Il y a 116 ans, le 25 août 1903, Frédéric Amouretti mourait à Cannes, âgé à peine de 40 ans. Cʼest lʼoccasion de revenir sur la relativement courte mais intense vie de celui qui peut être considéré comme lʼun des amis de jeunesse les plus proches de Charles Maurras, à qui ce dernier a dédié la préface du Chemin de paradis, écrite en mai 1894.
Cʼest dans ce sens quʼAndré Cottez a pu affirmer quʼil fut le précurseur du nationalisme intégral dans une monographie publiée par Plon en 1937, à lʼépoque où lʼAction Française était à son apogée.
Pour mieux connaître cette personnalité importante de l’histoire du royalisme français, nous reproduisons une partie de la brève biographie que lui a consacrée Jean Gavot dans le texte Cent ans de Félibrige à Cannes[1], laquelle a été rédigée pour le centenaire de la naissance de Frédéric Amouretti. Rémi Hugues ■
En 1881, il obtient la première partie du baccalauréat es-lettres. En 1882, il va passer quelques mois au collège Stanislas, à Paris, et est reçu définitivement bachelier le 15 septembre de cette même année.
Entre temps, il s’était intéressé au mouvement de la Renaissance Provinciale qui correspondait à des sentiments innés en lui, qui ne demandaient qu’à s’exprimer et se développer passionnément.

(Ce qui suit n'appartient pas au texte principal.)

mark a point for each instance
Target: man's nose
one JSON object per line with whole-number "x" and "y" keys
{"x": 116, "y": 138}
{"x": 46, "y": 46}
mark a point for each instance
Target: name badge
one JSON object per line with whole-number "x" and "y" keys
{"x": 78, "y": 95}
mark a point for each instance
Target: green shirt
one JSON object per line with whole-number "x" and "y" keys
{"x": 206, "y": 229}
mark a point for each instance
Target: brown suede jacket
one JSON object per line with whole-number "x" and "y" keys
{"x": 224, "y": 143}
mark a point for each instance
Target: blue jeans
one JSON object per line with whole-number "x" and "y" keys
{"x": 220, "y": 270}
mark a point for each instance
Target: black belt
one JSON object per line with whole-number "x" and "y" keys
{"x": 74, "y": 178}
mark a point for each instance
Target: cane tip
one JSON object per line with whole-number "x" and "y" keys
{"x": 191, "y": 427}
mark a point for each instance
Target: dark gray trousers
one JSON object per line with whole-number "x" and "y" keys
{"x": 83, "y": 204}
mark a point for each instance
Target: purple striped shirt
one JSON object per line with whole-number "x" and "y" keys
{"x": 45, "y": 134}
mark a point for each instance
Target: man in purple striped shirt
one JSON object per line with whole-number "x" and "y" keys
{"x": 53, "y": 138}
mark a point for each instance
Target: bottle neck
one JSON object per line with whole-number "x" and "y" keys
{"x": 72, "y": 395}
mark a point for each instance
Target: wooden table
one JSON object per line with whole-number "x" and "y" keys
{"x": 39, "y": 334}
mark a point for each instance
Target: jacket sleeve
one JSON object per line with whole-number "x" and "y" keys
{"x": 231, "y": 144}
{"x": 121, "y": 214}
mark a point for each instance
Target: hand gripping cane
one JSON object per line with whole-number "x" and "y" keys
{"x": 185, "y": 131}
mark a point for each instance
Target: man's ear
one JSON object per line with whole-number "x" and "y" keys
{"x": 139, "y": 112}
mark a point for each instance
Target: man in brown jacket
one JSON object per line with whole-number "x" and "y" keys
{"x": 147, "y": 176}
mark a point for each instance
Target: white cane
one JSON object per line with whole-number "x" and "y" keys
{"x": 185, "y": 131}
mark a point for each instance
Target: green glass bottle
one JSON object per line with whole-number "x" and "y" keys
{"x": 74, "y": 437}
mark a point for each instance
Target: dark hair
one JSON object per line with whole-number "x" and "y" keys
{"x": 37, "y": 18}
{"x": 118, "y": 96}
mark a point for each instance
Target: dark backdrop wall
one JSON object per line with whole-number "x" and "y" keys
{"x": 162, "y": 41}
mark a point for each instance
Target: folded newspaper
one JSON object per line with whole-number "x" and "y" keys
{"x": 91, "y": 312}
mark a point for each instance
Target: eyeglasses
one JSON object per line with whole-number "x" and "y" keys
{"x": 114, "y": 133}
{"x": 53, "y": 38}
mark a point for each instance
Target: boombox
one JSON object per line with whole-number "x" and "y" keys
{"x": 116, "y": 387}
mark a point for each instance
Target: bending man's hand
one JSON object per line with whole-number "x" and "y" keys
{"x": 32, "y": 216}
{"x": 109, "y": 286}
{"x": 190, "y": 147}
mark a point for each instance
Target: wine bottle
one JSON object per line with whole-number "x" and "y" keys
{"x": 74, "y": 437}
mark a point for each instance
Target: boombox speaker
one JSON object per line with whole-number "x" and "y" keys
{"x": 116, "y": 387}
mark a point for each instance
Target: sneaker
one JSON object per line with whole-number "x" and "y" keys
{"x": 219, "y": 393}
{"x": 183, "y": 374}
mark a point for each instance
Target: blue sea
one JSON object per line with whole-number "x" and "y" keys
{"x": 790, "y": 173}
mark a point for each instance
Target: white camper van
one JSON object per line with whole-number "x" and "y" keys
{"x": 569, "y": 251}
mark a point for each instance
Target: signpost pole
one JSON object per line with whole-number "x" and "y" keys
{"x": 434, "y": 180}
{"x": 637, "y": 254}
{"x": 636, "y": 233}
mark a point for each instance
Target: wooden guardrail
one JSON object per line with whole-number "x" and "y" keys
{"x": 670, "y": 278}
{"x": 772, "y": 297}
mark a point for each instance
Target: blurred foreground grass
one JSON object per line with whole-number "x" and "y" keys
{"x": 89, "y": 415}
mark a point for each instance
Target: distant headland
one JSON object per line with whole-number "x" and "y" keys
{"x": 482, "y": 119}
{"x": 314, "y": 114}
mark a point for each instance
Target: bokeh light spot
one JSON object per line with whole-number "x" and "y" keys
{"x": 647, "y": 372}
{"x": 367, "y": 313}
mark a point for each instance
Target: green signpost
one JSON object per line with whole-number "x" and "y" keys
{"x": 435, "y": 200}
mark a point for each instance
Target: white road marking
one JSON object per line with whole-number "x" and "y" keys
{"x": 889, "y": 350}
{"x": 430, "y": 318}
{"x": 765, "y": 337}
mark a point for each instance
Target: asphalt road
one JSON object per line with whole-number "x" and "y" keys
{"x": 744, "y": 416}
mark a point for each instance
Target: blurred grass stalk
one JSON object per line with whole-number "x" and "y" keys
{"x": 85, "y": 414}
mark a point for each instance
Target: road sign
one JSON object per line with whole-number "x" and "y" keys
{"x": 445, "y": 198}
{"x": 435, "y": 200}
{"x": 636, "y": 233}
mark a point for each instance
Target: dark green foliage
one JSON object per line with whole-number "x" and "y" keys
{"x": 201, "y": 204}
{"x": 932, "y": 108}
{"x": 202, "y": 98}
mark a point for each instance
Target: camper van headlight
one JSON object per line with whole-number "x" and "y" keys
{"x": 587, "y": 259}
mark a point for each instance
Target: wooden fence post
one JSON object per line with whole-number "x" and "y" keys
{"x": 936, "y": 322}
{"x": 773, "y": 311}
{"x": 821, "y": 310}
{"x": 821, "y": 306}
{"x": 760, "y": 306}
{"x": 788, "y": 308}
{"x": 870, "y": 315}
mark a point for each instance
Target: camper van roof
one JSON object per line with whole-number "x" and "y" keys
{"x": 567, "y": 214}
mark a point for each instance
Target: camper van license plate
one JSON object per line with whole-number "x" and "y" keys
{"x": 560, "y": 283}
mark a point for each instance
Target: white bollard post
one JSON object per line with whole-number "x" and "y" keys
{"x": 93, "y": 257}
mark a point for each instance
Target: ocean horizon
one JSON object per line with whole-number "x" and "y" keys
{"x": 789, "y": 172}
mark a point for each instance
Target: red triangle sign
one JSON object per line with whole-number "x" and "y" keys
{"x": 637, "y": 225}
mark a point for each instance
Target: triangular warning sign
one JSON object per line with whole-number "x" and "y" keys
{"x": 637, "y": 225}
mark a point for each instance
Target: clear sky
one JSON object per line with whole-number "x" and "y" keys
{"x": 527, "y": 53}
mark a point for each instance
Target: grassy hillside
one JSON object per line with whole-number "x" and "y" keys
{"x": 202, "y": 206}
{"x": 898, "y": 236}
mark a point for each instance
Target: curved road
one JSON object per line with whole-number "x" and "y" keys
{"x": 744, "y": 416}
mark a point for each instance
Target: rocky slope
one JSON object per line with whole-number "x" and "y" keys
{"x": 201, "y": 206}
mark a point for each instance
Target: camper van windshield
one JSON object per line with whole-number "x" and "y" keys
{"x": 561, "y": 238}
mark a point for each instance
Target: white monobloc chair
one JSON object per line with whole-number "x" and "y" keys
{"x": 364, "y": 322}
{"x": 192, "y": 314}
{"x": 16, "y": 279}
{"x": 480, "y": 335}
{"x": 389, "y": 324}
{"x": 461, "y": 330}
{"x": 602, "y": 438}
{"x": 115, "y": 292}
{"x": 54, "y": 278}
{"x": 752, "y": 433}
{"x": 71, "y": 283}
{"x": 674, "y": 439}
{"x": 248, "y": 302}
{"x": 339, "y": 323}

J’ai pu, grâce à l’extrême obligeance de M. Frédéric Mistral neveu, Rèire Capoulié du Félibrige, que je remercie ici très vivement de sa confraternelle compréhension, avoir connaissance, en substance, de la correspondance adressée par Frédéric Amouretti au Maître de Maillane, et qui permet de suivre, en quelque sorte, l’évolution félibréenne du bouillant Cannois.
Dans une lettre du 11 juin 1881, Frédéric Amouretti s’étonne, auprès de Mistral, que le provençal n’ait pas, dans les écoles primaires et secondaires, une place honorable comme l’anglais ou l’allemand. Il se dit, à son grand regret, incapable d’écrire en provençal. C’est la lecture de Mirèio qui lui a ouvert les yeux. Il n’a pas encore 18 ans. Il ignore les conditions pour être félibre. Dès qu’il les connaîtra, il se fera inscrire.

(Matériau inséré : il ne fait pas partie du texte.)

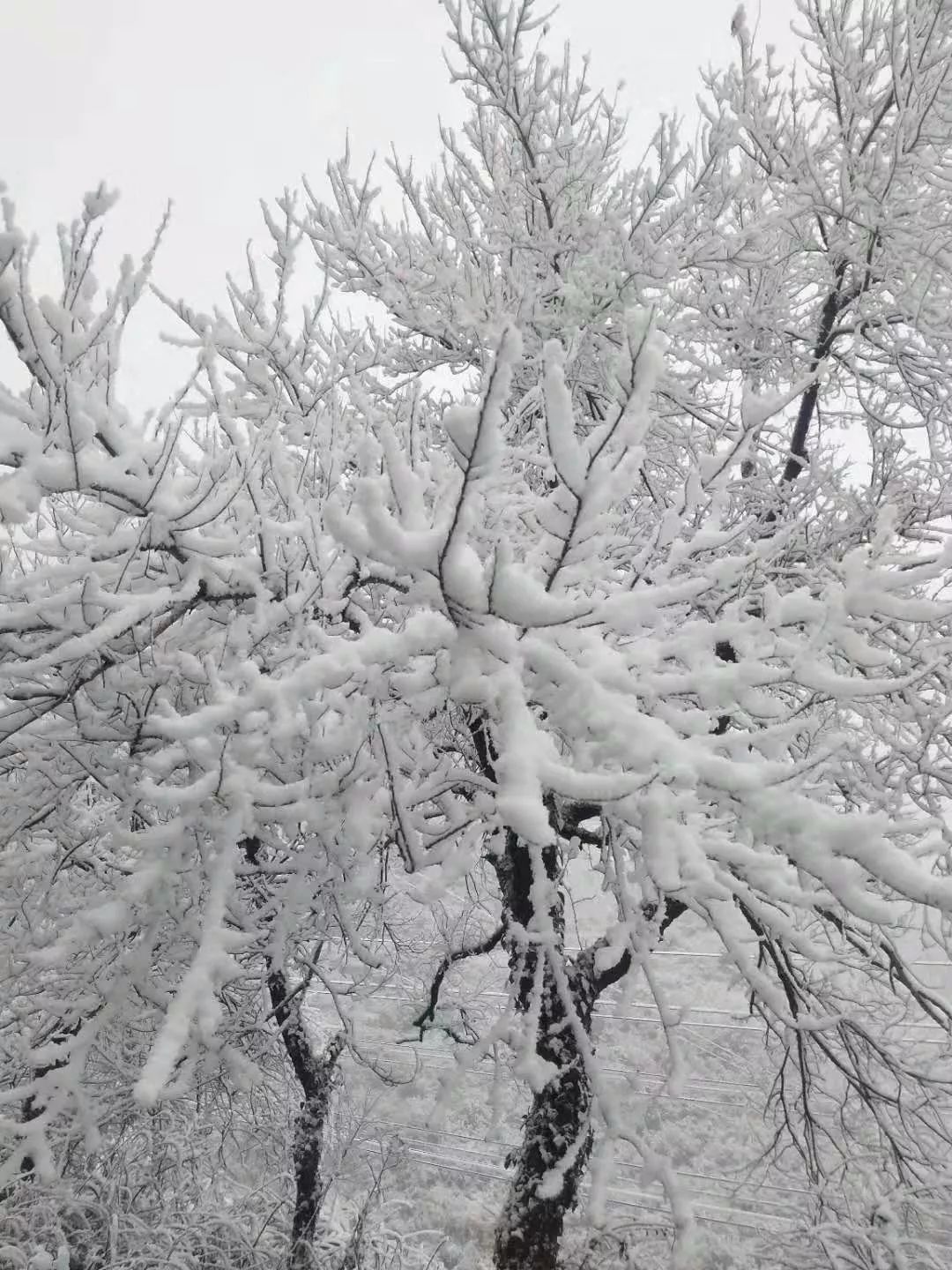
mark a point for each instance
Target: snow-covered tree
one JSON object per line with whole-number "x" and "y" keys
{"x": 603, "y": 609}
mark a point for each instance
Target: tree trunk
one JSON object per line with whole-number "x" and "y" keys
{"x": 315, "y": 1074}
{"x": 556, "y": 1136}
{"x": 308, "y": 1151}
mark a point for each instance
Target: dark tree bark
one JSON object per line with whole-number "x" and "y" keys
{"x": 556, "y": 1139}
{"x": 315, "y": 1074}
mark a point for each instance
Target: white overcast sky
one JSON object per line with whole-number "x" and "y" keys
{"x": 219, "y": 103}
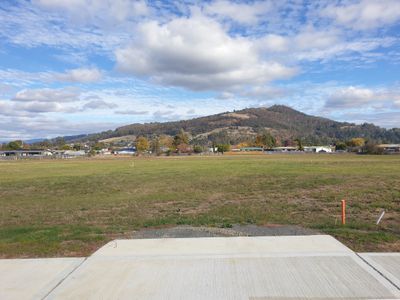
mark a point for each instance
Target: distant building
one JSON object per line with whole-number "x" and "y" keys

Mistral qui, on le sait, ne laissait jamais aucune lettre sans réponse, le renseigna, et ce fut là le début des relations et, plus tard, d’une amitié, entre le Maître et le disciple.
Le dossier de la correspondance que M. Frédéric Mistral neveu possède de son oncle ne contient pas évidemment les lettres du poète de Maillane, mais le sens de celles d’Amouretti permet de reconstituer ce que fut leur commerce épistolaire.

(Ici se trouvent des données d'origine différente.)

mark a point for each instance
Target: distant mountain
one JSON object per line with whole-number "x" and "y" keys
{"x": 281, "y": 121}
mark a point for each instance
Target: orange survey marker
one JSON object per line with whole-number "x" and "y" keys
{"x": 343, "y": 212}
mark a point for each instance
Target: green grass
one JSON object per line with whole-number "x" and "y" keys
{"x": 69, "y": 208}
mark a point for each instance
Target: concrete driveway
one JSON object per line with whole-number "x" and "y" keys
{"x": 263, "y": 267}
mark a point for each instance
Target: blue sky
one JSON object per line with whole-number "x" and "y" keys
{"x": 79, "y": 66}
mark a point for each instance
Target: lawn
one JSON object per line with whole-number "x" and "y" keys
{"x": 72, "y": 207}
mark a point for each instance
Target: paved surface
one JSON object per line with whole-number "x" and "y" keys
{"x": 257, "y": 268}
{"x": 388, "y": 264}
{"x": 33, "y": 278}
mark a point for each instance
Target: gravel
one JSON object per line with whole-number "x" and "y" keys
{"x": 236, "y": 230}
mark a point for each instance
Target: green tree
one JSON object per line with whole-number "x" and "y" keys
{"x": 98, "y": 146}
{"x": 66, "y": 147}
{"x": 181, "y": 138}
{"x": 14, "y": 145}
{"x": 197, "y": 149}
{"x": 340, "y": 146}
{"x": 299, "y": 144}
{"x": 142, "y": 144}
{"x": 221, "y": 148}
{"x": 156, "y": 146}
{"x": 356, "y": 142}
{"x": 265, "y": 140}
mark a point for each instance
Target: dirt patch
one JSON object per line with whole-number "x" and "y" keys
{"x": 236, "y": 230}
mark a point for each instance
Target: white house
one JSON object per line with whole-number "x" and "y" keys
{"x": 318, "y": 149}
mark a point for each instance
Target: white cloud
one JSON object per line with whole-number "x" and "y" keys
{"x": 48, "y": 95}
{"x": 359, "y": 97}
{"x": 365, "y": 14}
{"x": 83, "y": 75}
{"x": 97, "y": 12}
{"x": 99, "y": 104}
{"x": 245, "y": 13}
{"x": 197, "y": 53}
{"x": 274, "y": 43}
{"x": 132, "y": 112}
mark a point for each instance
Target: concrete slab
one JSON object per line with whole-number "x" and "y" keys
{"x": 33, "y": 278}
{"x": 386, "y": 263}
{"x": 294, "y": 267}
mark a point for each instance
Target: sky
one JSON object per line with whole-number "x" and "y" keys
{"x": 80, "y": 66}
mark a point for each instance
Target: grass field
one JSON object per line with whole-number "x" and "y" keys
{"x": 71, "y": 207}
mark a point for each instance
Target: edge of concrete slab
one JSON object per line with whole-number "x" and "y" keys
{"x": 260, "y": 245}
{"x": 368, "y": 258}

C’est ainsi que, le 27 juin 1881, Frédéric Amouretti remercie Frédéric Mistral de la brochure qu’il lui a envoyée (sans doute les statuts résumant la doctrine du Félibrige). Il se déclare résolu à suivre aveuglément le Maître dans tous ses efforts pour ranimer l’amour de la vieille langue maternelle. Il a écrit à Jean Monné (le Baile) pour être inscrit au Félibrige et il demandera à faire partie de l’Ecole félibréenne de Paris… car il est destiné, dit-il, à vivre encore à Paris. Il fait déjà de la propagande au collège Stanislas (celui de la capitale), auprès de quelques Méridionaux qui y sont.
Et déjà, le 5 octobre 1881, il peut écrire à Mistral en Provençal, en s’excusant des fautes de syntaxe, de grammaire et d’orthographe qu’il commet :
Tout ço que sabe l’ai après soulet. Li bèu Moussu de Cano ounte demore, volon pas parla la vièio lengo dou terraire. / Tout ce que je sais, je l’ai appris seul. Les beaux messieurs de Cannes, où je demeure, ne veulent pas parler la vieille langue du terroir.
[…] Il ne sait pas dire ses sentiments, mais il pleure de douleur quand on se moque de lui, et sa colère est encore plus grande quand ce sont des Méridionaux. Pour l’heure, il ne sera pas d’une grande force mais peut-être, qu’un jour, il défendra, par la plume et la parole, la cause félibréenne provençale. Il compte pour cela sur l’aide de sainte Madeleine et de sainte Estelle.
Cette lettre, résumée, est bien entendu entièrement écrite en Provençal. Elle est celle d’un néophyte plein de flamme, une flamme qui ne s’éteindra d’ailleurs pas. Il vient, en effet, d’être reçu félibre et il sera toujours intégralement dans son action régionaliste qui fut l’œuvre et le but de sa vie.
Maurice Barrès, dont il a été l’ami, n’a-t-il pas dit :
« L’homme ne se donne tout entier que lorsqu’il s’agit de son propre destin ». Et c’était bien là le destin de Frédéric Amouretti assigné par la Providence.
Victor Hugo l’a écrit :
– Tout homme est un dessein de Dieu marchant sur terre.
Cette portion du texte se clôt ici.